Kettlebell Seated Press
Kettlebell Seated Press is a single-arm overhead press performed from a seated floor position. With the hips fixed on the ground and the legs spread for balance, the exercise removes leg drive and forces the shoulder, upper back, and trunk to do the work of getting the kettlebell overhead.
That seated setup matters because it changes the press into a more honest upper-body lift. The Deltoids do the main work, while the Trapezius, Rhomboids, and Triceps brachii help stabilize the shoulder and finish the lockout. The torso also has to resist leaning or twisting, which makes this a useful option when you want pressing strength without lower-body momentum.
The best version starts with the kettlebell parked at shoulder height in the rack position, forearm vertical, and the elbow close enough to the body that the shoulder can press in a straight line. From there, the kettlebell should travel slightly back and up so it finishes stacked over the shoulder, ribs down, neck relaxed, and wrist neutral. A strong rep looks smooth rather than explosive.
This movement is often used for shoulder strength, overhead stability, and controlled accessory work. It is also a good choice when you want to clean up pressing mechanics, because the seated position makes cheating more obvious. Light to moderate loads usually work best, especially if your goal is to keep every rep crisp and symmetrical on both sides.
If the image or setup looks unusual, the key point is still the same: keep the seat stable, press with one arm at a time, and do not let the torso kick or the lower back arch to finish the rep. The exercise should feel like a strict overhead press, not a push from the hips.
Instructions
- Sit on the floor with one leg or both legs opened wide for balance and plant both sit bones firmly on the ground.
- Hold one kettlebell in one hand at shoulder height in the rack position, with the forearm vertical and the elbow slightly in front of the torso.
- Set the free arm out to the side for balance and keep your chest tall without leaning back.
- Brace your midsection before the press so your ribs stay down and your torso does not rotate.
- Drive the kettlebell upward in a smooth line until the elbow straightens and the bell finishes stacked over the shoulder.
- At the top, keep the wrist neutral and the biceps close to the ear without shrugging hard or tipping the body.
- Lower the kettlebell with control back to the shoulder, following the same path and resisting the urge to drop it.
- Reset the rib cage and breath before the next rep, then repeat for the planned number of repetitions on that side before switching hands.
Tips & Tricks
- If your torso leans back to start the press, the bell is probably too heavy or the rack position is too low.
- Keep the elbow slightly in front of the ribs so the shoulder can press in a cleaner overhead path.
- A neutral wrist helps the kettlebell sit quietly over the forearm instead of folding backward under load.
- Pressing slightly back, not just straight up, usually gives a better lockout position over the shoulder joint.
- Do not let the non-working side collapse; the free arm and trunk should help you stay square on the floor.
- A long exhale as the bell passes the forehead can help keep the ribs from flaring and the lower back from arching.
- Use a lighter kettlebell if the top position turns into a shrug or if you cannot lower the bell under full control.

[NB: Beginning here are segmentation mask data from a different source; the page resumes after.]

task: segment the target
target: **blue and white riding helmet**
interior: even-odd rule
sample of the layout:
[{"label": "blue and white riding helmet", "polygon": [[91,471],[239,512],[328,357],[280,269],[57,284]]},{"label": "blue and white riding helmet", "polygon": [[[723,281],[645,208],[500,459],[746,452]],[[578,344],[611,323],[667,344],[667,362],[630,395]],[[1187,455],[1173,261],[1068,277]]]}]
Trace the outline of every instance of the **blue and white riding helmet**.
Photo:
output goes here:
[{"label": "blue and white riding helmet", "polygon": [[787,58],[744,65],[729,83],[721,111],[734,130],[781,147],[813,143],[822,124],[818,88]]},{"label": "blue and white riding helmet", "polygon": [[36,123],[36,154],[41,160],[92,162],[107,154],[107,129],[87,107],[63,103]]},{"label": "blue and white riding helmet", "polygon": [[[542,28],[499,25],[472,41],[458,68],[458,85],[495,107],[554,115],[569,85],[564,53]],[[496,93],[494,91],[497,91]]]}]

- If your hips start shifting on the floor, shorten the set before compensation turns the press into a twist.
Frequently Asked Questions
What muscle does Kettlebell Seated Press target most?

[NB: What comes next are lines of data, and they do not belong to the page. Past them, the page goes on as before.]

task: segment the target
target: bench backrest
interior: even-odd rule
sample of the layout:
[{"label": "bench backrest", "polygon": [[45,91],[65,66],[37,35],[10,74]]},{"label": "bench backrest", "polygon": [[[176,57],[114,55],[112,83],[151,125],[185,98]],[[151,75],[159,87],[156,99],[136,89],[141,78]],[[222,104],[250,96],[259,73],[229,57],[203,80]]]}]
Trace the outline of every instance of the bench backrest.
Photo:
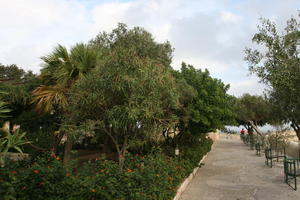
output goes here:
[{"label": "bench backrest", "polygon": [[284,173],[289,175],[299,175],[300,159],[284,158]]},{"label": "bench backrest", "polygon": [[283,149],[265,149],[266,158],[279,158],[285,157],[285,148]]}]

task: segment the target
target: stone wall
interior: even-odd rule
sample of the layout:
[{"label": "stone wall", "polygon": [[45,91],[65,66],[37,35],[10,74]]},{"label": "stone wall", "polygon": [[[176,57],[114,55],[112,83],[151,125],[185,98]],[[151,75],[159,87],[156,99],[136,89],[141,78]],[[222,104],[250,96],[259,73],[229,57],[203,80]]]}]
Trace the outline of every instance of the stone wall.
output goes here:
[{"label": "stone wall", "polygon": [[13,161],[23,160],[29,158],[29,154],[27,153],[0,153],[0,157],[6,157]]},{"label": "stone wall", "polygon": [[213,142],[216,142],[220,138],[220,134],[218,132],[210,132],[207,133],[207,135]]},{"label": "stone wall", "polygon": [[298,142],[290,142],[285,151],[288,156],[299,157]]}]

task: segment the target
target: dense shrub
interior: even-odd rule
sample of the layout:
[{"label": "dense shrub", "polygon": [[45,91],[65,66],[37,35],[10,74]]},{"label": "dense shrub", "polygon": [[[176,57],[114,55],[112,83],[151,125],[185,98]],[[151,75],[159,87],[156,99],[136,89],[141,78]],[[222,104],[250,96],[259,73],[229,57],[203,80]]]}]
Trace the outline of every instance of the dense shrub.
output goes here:
[{"label": "dense shrub", "polygon": [[104,159],[63,167],[49,155],[12,162],[0,172],[0,199],[172,199],[211,143],[203,139],[181,145],[179,157],[167,156],[159,148],[148,155],[129,153],[123,170]]}]

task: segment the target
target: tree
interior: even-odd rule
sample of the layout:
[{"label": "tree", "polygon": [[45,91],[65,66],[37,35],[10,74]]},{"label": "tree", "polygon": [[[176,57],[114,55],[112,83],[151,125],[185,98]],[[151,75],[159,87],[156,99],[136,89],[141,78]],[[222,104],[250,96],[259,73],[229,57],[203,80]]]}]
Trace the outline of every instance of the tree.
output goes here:
[{"label": "tree", "polygon": [[39,84],[39,80],[31,71],[24,71],[16,65],[0,65],[0,93],[2,101],[12,111],[4,120],[14,121],[22,112],[29,112],[31,91]]},{"label": "tree", "polygon": [[76,44],[70,51],[58,45],[52,53],[42,57],[43,85],[33,91],[33,102],[42,112],[63,111],[68,102],[66,95],[71,86],[95,68],[97,54],[85,44]]},{"label": "tree", "polygon": [[161,66],[171,69],[173,54],[171,44],[168,41],[155,42],[152,34],[141,27],[129,29],[126,24],[119,23],[111,33],[99,33],[89,44],[97,49],[97,52],[101,52],[101,58],[110,54],[113,49],[131,48],[136,52],[136,56],[156,60]]},{"label": "tree", "polygon": [[194,88],[196,95],[188,105],[191,132],[207,133],[234,123],[233,97],[227,94],[229,85],[210,76],[208,70],[182,64],[181,76]]},{"label": "tree", "polygon": [[17,65],[5,66],[0,63],[0,82],[21,81],[24,75],[25,71]]},{"label": "tree", "polygon": [[[67,96],[72,86],[97,64],[97,53],[85,44],[76,44],[70,51],[58,45],[49,55],[42,57],[43,85],[33,91],[33,102],[40,112],[62,115],[68,107]],[[64,133],[60,134],[57,143]],[[65,144],[64,163],[69,160],[72,139],[69,135]]]},{"label": "tree", "polygon": [[268,98],[277,116],[291,124],[300,140],[300,24],[291,18],[279,33],[275,23],[261,19],[252,41],[263,48],[246,49],[249,70],[269,86]]},{"label": "tree", "polygon": [[178,121],[174,110],[179,94],[167,59],[169,51],[150,33],[119,25],[96,39],[91,46],[105,56],[76,83],[65,118],[74,129],[97,124],[94,131],[111,139],[122,168],[130,141],[157,137]]},{"label": "tree", "polygon": [[258,127],[271,123],[271,114],[271,106],[262,96],[244,94],[237,99],[237,122],[244,126],[249,134],[255,130],[257,134],[262,135]]}]

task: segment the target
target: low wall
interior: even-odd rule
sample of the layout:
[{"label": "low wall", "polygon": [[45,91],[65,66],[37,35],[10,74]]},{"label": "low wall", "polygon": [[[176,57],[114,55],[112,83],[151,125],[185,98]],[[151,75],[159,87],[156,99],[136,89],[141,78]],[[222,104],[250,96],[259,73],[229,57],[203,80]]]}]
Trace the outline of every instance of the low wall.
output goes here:
[{"label": "low wall", "polygon": [[13,161],[19,161],[19,160],[23,160],[26,158],[29,158],[29,154],[27,153],[0,153],[0,157],[5,157],[5,158],[9,158],[10,160]]},{"label": "low wall", "polygon": [[213,142],[217,141],[220,138],[220,134],[217,132],[207,133],[208,137],[212,139]]},{"label": "low wall", "polygon": [[298,142],[290,142],[286,147],[285,152],[288,156],[299,157],[299,146]]}]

The Deltoids are the main target, with the triceps, upper back, and shoulder stabilizers helping finish the press.
Why do I sit on the floor for this press?

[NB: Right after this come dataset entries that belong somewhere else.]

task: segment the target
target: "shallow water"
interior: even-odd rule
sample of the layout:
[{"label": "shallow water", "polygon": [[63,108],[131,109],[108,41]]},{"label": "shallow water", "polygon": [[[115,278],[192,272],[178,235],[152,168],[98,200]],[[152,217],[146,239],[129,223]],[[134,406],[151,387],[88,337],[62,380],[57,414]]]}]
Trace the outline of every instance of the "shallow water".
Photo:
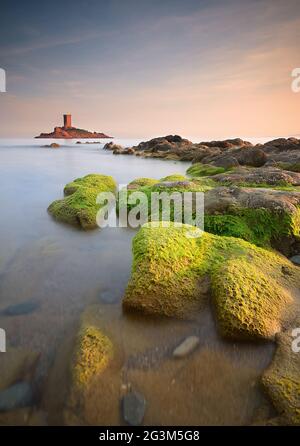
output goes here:
[{"label": "shallow water", "polygon": [[[120,387],[128,384],[147,399],[146,424],[252,422],[265,404],[258,382],[273,347],[222,341],[209,308],[197,324],[123,315],[120,302],[135,231],[84,232],[47,213],[67,182],[88,173],[112,175],[126,184],[137,177],[185,173],[189,164],[114,156],[100,150],[102,144],[66,141],[57,150],[40,147],[50,142],[0,140],[0,327],[8,345],[41,352],[35,385],[44,422],[72,424],[63,417],[57,386],[65,387],[64,351],[86,308],[115,341],[118,353],[105,385],[103,379],[95,383],[74,423],[121,423]],[[28,314],[1,314],[27,301]],[[172,360],[172,349],[193,333],[201,338],[198,351],[188,360]]]}]

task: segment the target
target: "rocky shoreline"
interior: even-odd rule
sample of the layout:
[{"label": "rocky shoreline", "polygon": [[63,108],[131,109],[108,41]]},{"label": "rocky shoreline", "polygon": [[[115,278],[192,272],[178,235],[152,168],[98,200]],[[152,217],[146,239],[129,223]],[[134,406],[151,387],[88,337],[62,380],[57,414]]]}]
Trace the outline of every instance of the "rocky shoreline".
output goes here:
[{"label": "rocky shoreline", "polygon": [[[143,192],[150,201],[152,192],[203,192],[204,232],[190,237],[198,229],[184,222],[175,225],[174,213],[168,227],[161,214],[153,224],[152,208],[147,208],[148,222],[133,239],[122,306],[106,303],[104,311],[99,301],[87,305],[67,348],[63,345],[57,355],[66,358],[67,386],[59,408],[66,425],[197,424],[201,398],[211,401],[209,392],[221,394],[228,382],[234,404],[240,405],[240,424],[300,425],[300,354],[292,349],[293,330],[300,327],[300,140],[261,146],[241,140],[191,144],[175,136],[130,150],[113,143],[105,147],[116,153],[166,159],[176,155],[193,161],[186,175],[136,178],[125,198],[119,196],[117,208],[130,210],[128,198],[134,192]],[[112,177],[77,178],[48,211],[57,221],[93,230],[100,207],[96,197],[103,191],[116,194]],[[2,313],[14,317],[35,309],[29,301]],[[122,322],[121,311],[126,316]],[[201,330],[208,323],[228,349],[250,343],[252,354],[264,346],[275,354],[269,358],[266,349],[259,372],[247,361],[237,365],[206,345]],[[151,331],[147,324],[152,324]],[[175,336],[170,328],[174,326]],[[0,423],[10,413],[15,417],[16,411],[27,410],[30,424],[36,422],[31,415],[36,401],[32,382],[39,357],[24,352],[16,358],[14,362],[8,357],[1,375]],[[54,361],[50,371],[48,393],[60,385],[59,362]],[[209,373],[214,387],[207,374],[201,375],[207,363],[213,367]],[[235,387],[235,381],[241,387]],[[251,403],[247,413],[243,385],[254,386],[259,401]],[[230,392],[225,399],[231,398]],[[183,413],[180,404],[186,399],[191,409]],[[44,401],[47,407],[47,398]],[[213,414],[213,398],[210,404]],[[176,405],[179,409],[173,411]],[[202,422],[230,423],[232,415],[227,418],[228,408],[222,407],[215,418],[202,411]],[[41,417],[38,411],[35,415]]]},{"label": "rocky shoreline", "polygon": [[[187,232],[197,228],[175,226],[172,221],[169,227],[147,223],[138,231],[123,310],[145,318],[194,321],[197,326],[210,305],[222,338],[257,345],[262,341],[275,343],[273,361],[259,381],[277,414],[264,415],[259,423],[299,425],[300,355],[291,348],[291,332],[300,324],[300,141],[280,139],[253,146],[230,140],[194,145],[172,136],[130,149],[109,143],[105,149],[117,154],[193,161],[186,176],[135,179],[128,185],[127,199],[136,191],[148,197],[151,192],[162,191],[204,192],[206,232],[201,237],[187,237]],[[103,188],[104,177],[98,176],[100,182],[95,181],[96,177],[91,178],[94,193]],[[86,181],[90,181],[89,176],[71,183],[75,190],[66,186],[64,200],[78,193],[77,184],[89,188]],[[122,206],[130,208],[127,199],[119,199],[119,211]],[[86,204],[84,195],[82,200],[81,206]],[[148,212],[150,221],[151,207]],[[71,210],[66,213],[72,214]],[[160,216],[157,218],[160,220]],[[90,222],[85,229],[92,227]],[[72,370],[80,372],[81,385],[79,389],[78,379],[72,379],[67,424],[74,417],[74,407],[89,394],[89,386],[93,388],[93,380],[97,377],[97,382],[105,385],[106,371],[115,367],[114,358],[120,349],[106,324],[95,323],[93,317],[84,318],[78,336],[81,341],[75,343],[73,358],[81,359],[77,359],[77,365],[73,362]],[[171,360],[172,351],[173,361],[190,363],[200,354],[199,344],[201,337],[191,333],[177,346],[156,347],[132,357],[123,369],[127,376],[132,367],[163,368],[165,361]],[[123,389],[123,419],[141,424],[147,410],[151,411],[149,395],[145,399],[132,383],[119,385]]]},{"label": "rocky shoreline", "polygon": [[300,171],[300,140],[296,138],[278,138],[265,144],[253,145],[240,138],[193,143],[178,135],[168,135],[133,147],[122,147],[109,142],[104,149],[111,150],[115,155],[201,162],[225,169],[239,166],[277,166],[294,172]]}]

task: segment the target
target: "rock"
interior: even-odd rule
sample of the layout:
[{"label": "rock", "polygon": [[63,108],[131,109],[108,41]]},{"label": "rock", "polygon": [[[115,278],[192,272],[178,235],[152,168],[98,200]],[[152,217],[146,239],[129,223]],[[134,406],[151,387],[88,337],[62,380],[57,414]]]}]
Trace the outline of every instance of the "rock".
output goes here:
[{"label": "rock", "polygon": [[143,422],[146,410],[146,401],[143,395],[131,391],[123,397],[123,417],[130,426],[139,426]]},{"label": "rock", "polygon": [[272,245],[285,255],[299,243],[298,192],[217,187],[205,193],[204,206],[208,232],[243,238],[259,246]]},{"label": "rock", "polygon": [[22,302],[20,304],[9,305],[1,311],[1,314],[3,314],[3,316],[21,316],[33,313],[38,308],[40,308],[39,302],[28,300],[27,302]]},{"label": "rock", "polygon": [[216,161],[212,163],[216,167],[223,167],[224,169],[228,170],[233,167],[239,167],[238,160],[231,155],[223,156],[218,158]]},{"label": "rock", "polygon": [[60,145],[53,142],[52,144],[46,144],[45,146],[42,146],[42,147],[46,147],[46,148],[50,148],[50,149],[58,149],[60,147]]},{"label": "rock", "polygon": [[241,138],[226,139],[224,141],[202,141],[200,145],[207,147],[219,147],[221,149],[233,149],[241,147],[251,147],[252,144],[249,141],[243,141]]},{"label": "rock", "polygon": [[97,213],[101,205],[96,202],[100,192],[115,193],[114,179],[106,175],[90,174],[77,178],[64,188],[65,198],[55,200],[48,212],[57,220],[82,229],[97,227]]},{"label": "rock", "polygon": [[54,127],[53,132],[41,133],[36,138],[63,138],[63,139],[78,139],[78,138],[112,138],[102,132],[90,132],[89,130],[78,129],[71,126],[71,117],[69,122],[64,121],[63,127]]},{"label": "rock", "polygon": [[198,347],[200,339],[198,336],[187,337],[178,347],[173,351],[174,358],[183,358],[193,352]]},{"label": "rock", "polygon": [[242,149],[238,154],[235,155],[239,164],[242,166],[252,166],[252,167],[261,167],[263,166],[268,157],[266,153],[259,148],[248,148]]},{"label": "rock", "polygon": [[[133,240],[133,254],[123,299],[128,311],[197,320],[211,298],[224,336],[273,339],[296,305],[299,269],[238,238],[148,223]],[[283,266],[291,276],[282,274]]]},{"label": "rock", "polygon": [[110,339],[98,328],[83,325],[76,338],[71,365],[72,386],[75,390],[87,388],[92,378],[105,370],[112,357]]},{"label": "rock", "polygon": [[226,172],[223,167],[212,166],[210,164],[195,163],[188,168],[186,173],[192,177],[213,176]]},{"label": "rock", "polygon": [[[110,144],[110,143],[109,143]],[[123,148],[106,145],[105,149],[113,150],[115,154],[123,153]],[[202,162],[225,169],[239,165],[250,167],[270,166],[300,172],[300,140],[296,138],[279,138],[266,144],[253,145],[240,138],[224,141],[202,141],[193,143],[179,135],[167,135],[144,141],[125,149],[126,154],[152,158],[173,159],[182,161]]]},{"label": "rock", "polygon": [[120,150],[122,151],[124,148],[120,144],[115,144],[113,141],[107,142],[103,150]]},{"label": "rock", "polygon": [[290,258],[290,261],[294,263],[294,265],[300,266],[300,254],[297,254]]},{"label": "rock", "polygon": [[18,381],[31,381],[38,360],[38,353],[9,346],[7,352],[1,354],[0,390],[10,387]]},{"label": "rock", "polygon": [[136,190],[144,186],[153,186],[154,184],[157,184],[159,181],[160,180],[155,180],[154,178],[136,178],[127,185],[127,189]]},{"label": "rock", "polygon": [[239,168],[232,172],[214,175],[214,181],[237,186],[299,186],[300,173],[288,172],[276,167]]},{"label": "rock", "polygon": [[[300,327],[300,319],[293,324]],[[300,354],[292,349],[291,330],[276,336],[277,350],[262,377],[263,386],[284,424],[300,424]]]},{"label": "rock", "polygon": [[33,399],[33,391],[29,383],[14,384],[0,392],[0,412],[31,406]]}]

The seated floor position removes leg drive and makes the shoulder and trunk do the work instead of using momentum.
Should the kettlebell start at my shoulder or lower?
Start with the bell in the rack at shoulder height, with the forearm vertical and the elbow tucked close enough to stay stable.
What is the biggest form mistake on this exercise?
Leaning back or twisting the torso to finish the rep is the most common error and usually means the load is too heavy.
Can I do Kettlebell Seated Press with both hands at once?
This version is best done one arm at a time so each shoulder has to press and stabilize without help from the other side.
How high should the kettlebell finish?
At the top, the bell should be stacked over the shoulder with the elbow straight and the biceps close to the ear.
Is a floor straddle required?
No, but a wide seated base like the image uses can make it easier to stay upright and keep the torso from tipping.
What should I use if the seated press feels awkward?
Use a lighter kettlebell, reduce the range of motion briefly, or switch to a stricter seated overhead press variation until the path feels smooth.